Damir laid the man down on his bed, which was in the far right corner of the house, just behind the stairs that led up to Elina’s room. He let out a grunt and swiped the back of his hand across his forehead as he stood.
“Is he alive?” Elina asked as she moved the man’s feet so they were stretched out, and stepped away.
“Yes, but for how long, I don’t know. We’ll have to work quickly if we want to keep him alive. Get me some water and a cloth, and open the window over there. I need some light,” Damir said. He quickly began to remove the man’s shoes. He needed to see all the damage before he could assess what he should do.
Elina didn’t argue at his orders. Hastily she threw open the window closest to Damir’s bed and let in the light. It pooled over the floor and bathed the bed in warmth. She scurried to their small kitchenette and found a large porcelain bowl. He heard her pour some water into it from the pitcher. When she returned to Damir’s side, he had already begun to work off the man’s shirt.
Carefully she moved the well-used candle and Scriptures off the makeshift nightstand beside Damir’s bed and set the bowl down. “What else can I do?”
Damir winced as he pried back the shirt and looked at the bite wound. Puss had already begun to form around the lacerations. Elina scrunched her nose.
“Oh God, he smells like death took a shit.”
“Elina!” Damir scolded. “Get me the scissors, and then go outside.”
“But Damir,” Elina began to argue but snapped her mouth closed when Damir sent her a scathing glare. She swallowed and nodded, tossing the stranger a final look. She found the scissors and passed them to him before vanishing outside.
With his sister gone, Damir began to cut the rest of the shirt away.

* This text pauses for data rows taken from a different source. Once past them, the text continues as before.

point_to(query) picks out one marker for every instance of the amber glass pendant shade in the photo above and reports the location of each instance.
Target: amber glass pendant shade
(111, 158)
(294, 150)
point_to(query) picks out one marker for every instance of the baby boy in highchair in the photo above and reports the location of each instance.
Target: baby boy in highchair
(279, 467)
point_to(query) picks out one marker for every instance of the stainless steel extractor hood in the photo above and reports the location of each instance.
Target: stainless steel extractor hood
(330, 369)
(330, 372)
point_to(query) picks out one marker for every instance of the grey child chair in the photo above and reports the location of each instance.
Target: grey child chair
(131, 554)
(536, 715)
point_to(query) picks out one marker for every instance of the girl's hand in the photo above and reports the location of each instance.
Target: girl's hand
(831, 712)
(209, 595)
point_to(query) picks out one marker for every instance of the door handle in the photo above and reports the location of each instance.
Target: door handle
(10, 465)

He then worked the man’s pants down, stripping him until he was left wearing nothing. Damir gave the body a critical once over, inspecting every wound he could find. Blood and dirt caked the man’s skin, and his face was covered in a mask of scrapes and cuts. A gash bled across the man’s right brow. Damir lightly ran his thumb over it, brushing aside flakes of grime.
The most severe of the injuries he could see was the man’s shoulder, which looked like a wolf had gnawed on it. There was an infected gash in his side and mottled bruising from what appeared to be cracked ribs. His right knee was swollen up like a blowfish. Damir grabbed one of the cloths soaking in the bowl of water and squeezed it out. He began to carefully wipe away the dried blood and clean the wounds.

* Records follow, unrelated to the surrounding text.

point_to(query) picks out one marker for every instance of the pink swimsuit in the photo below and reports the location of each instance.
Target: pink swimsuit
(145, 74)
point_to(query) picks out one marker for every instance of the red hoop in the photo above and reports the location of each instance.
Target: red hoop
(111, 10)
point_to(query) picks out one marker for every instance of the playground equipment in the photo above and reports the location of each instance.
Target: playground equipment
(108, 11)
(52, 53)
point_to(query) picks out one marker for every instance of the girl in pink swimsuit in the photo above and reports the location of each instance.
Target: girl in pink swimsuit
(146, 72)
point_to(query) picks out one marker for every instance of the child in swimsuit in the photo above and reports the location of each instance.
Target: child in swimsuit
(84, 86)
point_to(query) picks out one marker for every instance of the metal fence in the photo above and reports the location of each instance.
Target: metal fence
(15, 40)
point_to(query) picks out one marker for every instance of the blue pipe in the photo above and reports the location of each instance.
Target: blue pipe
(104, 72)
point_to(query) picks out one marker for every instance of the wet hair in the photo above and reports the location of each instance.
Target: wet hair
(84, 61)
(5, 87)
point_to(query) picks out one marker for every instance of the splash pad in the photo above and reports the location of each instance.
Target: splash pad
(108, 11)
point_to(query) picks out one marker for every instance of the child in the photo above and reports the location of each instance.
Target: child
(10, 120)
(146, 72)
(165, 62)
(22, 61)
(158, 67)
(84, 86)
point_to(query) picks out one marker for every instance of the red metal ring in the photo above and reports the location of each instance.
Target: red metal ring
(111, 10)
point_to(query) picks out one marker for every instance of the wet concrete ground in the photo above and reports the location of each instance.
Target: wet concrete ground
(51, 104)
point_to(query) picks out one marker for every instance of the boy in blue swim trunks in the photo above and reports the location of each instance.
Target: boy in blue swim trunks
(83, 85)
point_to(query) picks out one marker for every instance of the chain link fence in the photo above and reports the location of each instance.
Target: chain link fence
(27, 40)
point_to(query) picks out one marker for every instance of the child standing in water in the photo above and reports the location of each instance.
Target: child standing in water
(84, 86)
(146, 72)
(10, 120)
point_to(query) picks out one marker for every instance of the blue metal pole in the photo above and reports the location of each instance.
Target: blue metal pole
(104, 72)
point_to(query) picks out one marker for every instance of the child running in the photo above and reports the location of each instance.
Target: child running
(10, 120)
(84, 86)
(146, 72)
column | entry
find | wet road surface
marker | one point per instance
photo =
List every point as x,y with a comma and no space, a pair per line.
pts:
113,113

Damir dabbed at the bite wound, wincing as he cleaned the puss away. Lucky he had found the man when he did. Much longer out there and he might have died from infection. The man’s skin was hot with fever, and his lips were dried and cracked, no doubt from dehydration.
“You’ll be okay,” Damir whispered to the unconscious figure.
The water soon turned a murky brownish red. He changed the water and did a second cleansing until the man’s body was no longer caked in grime. Damir moved to sit on the edge of the bed. His breath hitched when he looked down and finally took in the chiseled features of the man he’d saved.